Der Seelenhändler
Satyrn etwa, Ungeheuer, die mit Hörnern und Ziegenfüßen versehen sind. Konnte es nicht durchaus sein, dass sich einige von ihnen in diese von wilder Einsamkeit und Chaos erfüllte Schlucht verirrt hatten?
Noch während Magnus unbeweglich dastand und überlegte, drang erneut ein Laut an sein Ohr. Diesmal jedoch konnte er ihn genau bestimmen. Was er da hörte, war, über jeden Zweifel erhaben, das Wiehern eines Pferdes. Ein Pferd, hier am Eingang zur Schlucht? Er stellte seinen Korb auf dem Boden ab und hastete weiter den Pfad entlang, der an dieser Stelle eine scharfe Kehre beschrieb. Als er um die Kurve bog, sah er plötzlich einen langsam trabenden Schatten auf sich zukommen. Schnaubend kam er näher. Magnus erkannte ihn auf Anhieb: Brutus, der Hengst des Abtes stand vor ihm.
„Schscht … ruhig, Brutus. Ist ja schon gut. Komm her Schwarzer“, versuchte der Mönch das Pferd zu beruhigen. Behutsam klopfte er ihm den Hals.
Magnus blickte sich argwöhnisch um. Er spürte, wie sich sein Puls beschleunigte. Basilius, der verbrecherische Cellerar. War er etwa hierher geflüchtet? Offensichtlich! Die Anwesenheit von Brutus ließ keinen anderen Schluss zu. Gestern, während einer außerordentlichen Kapitelversammlung, hatte Magnus das Ungeheuerliche erfahren. Mit Entsetzen hatten er und die anderen Brüder die Nachricht zur Kenntnis genommen, die Prior Metschacher verkündet hatte.
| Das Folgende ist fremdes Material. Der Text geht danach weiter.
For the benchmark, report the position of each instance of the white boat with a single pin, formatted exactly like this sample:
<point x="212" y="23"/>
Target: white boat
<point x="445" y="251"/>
Angestrengt versuchten die Augen des Mönchs das Dickicht um ihn herum zu durchdringen, doch er konnte nichts erkennen. Kurz entschlossen löste er den Gürtel, den er um die Hüften trug, und band den Hengst damit an einen der Bäume. Hastig zog er seine Kutte aus und schnürte die Tunika hoch. Danach sah er prüfend an sich hinunter – gut, dass er seine Sandalen vor dem Aufbruch noch durch festeres Schuhwerk ersetzt hatte. Noch einmal klopfte er Brutus beruhigend den Hals, dann ging er so rasch er konnte weiter. Kurze Zeit später endete der mittlerweile kaum wahrnehmbare Pfad in dichtem Wald, in den sich nur hier und dort noch ein vereinzelter Sonnenstrahl verirrte.
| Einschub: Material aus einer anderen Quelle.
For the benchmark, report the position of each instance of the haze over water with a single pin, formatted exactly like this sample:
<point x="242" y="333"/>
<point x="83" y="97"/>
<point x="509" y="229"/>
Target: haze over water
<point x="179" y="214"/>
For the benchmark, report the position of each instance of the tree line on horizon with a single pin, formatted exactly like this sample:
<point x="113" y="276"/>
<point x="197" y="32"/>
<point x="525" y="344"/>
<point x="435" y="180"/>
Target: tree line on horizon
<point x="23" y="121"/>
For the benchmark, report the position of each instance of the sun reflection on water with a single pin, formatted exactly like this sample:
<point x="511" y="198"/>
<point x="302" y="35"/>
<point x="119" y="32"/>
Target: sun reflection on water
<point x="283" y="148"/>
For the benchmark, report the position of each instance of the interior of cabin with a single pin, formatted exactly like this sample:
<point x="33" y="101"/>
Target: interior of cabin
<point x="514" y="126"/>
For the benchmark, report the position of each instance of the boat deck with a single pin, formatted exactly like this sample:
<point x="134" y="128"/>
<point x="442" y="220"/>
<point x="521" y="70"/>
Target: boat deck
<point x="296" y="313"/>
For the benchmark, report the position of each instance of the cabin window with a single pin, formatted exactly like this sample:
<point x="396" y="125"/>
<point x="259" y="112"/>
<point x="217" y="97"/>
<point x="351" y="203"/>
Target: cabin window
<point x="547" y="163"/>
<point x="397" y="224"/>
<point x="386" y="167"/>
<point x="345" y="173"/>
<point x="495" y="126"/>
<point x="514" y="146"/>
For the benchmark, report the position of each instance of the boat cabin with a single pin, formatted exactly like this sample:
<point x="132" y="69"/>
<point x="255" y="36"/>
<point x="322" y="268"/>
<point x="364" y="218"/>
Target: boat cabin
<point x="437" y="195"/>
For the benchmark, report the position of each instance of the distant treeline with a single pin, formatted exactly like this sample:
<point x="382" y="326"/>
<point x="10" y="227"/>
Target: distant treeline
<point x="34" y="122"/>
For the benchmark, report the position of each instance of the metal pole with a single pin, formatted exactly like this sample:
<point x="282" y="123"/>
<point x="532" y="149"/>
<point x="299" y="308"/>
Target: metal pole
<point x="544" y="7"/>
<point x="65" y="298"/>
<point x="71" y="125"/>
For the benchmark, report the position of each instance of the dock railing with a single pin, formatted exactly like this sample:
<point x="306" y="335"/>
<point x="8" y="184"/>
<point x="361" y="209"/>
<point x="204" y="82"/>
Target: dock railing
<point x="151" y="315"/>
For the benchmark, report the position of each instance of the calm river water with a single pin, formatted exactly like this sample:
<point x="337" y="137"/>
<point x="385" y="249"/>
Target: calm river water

Unschlüssig, was er weiter tun sollte, drang plötzlich lautes Knacken an Magnus’ Ohr, das sofort wieder erstarb. Magnus lauschte in den Wald hinein und wartete. Gleich darauf wiederholte sich das Geräusch, und er nahm einen durch das Dickicht huschenden Schatten wahr. Der Schatten verschwand, doch das Knacken blieb. Es entfernte sich flussabwärts.
Verbissen beschloss Magnus, dem Phantom nachzusetzen. Ungeachtet des wild wuchernden Gestrüpps, das ihm Gesicht und Hände zerkratzte, schlug er sich stolpernd und springend durch den Wald und hangelte sich an Ästen und Stämmen Stück um Stück den abschüssigen Hang hinunter. Ein stetig lauter werdendes Tosen verriet, dass er dabei dem Fluss immer näher kam.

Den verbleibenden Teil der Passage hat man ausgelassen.